In the new rules, the staff of the SEC noted that the concept of an item or a benefit that is "integrally and directly related" to job performance is narrow. The analysis draws a distinction between an item that a company provides because the executive needs it to do the job, and an item provided for some other reason, even where the other reason can involve both a company and personal benefit. Specifically, the staff noted that, "the fact that the company has determined that an expense is an ‘ordinary’ or ‘necessary’ business expense for tax or other purposes or that an expense is for the benefit or convenience of the company is not responsive to the inquiry as to whether the expense provides a perquisite or other personal benefit for disclosure purposes." In addition, the staff noted that business purpose or convenience does not affect the characterization of an item as a perquisite or personal benefit where it is not integrally and directly related to the performance by the executive of his or her job. The staff provided the following example: A company policy that for security purposes an executive (or an executive and his or her family) must use company aircraft or other company means of travel for personal travel, or must use company or company-provided property for vacations, does not affect the conclusion that the item provided is a perquisite or personal benefit.
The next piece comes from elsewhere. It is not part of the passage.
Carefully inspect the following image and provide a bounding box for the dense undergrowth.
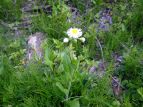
[0,0,143,107]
Q. How does a company determine if a benefit is "generally available on a non-discriminatory basis to all employees?"

In the new rules, the staff noted that a company may reasonably conclude that an item is generally available on a non-discriminatory basis if it is available to those employees to whom it lawfully may be provided. Merely providing a benefit consistent with its availability to employees in the same job category or at the same pay scale does not establish that it is generally available on a non-discriminatory basis to all employees.

Q. Has the SEC provided any examples of what would be considered a perquisite?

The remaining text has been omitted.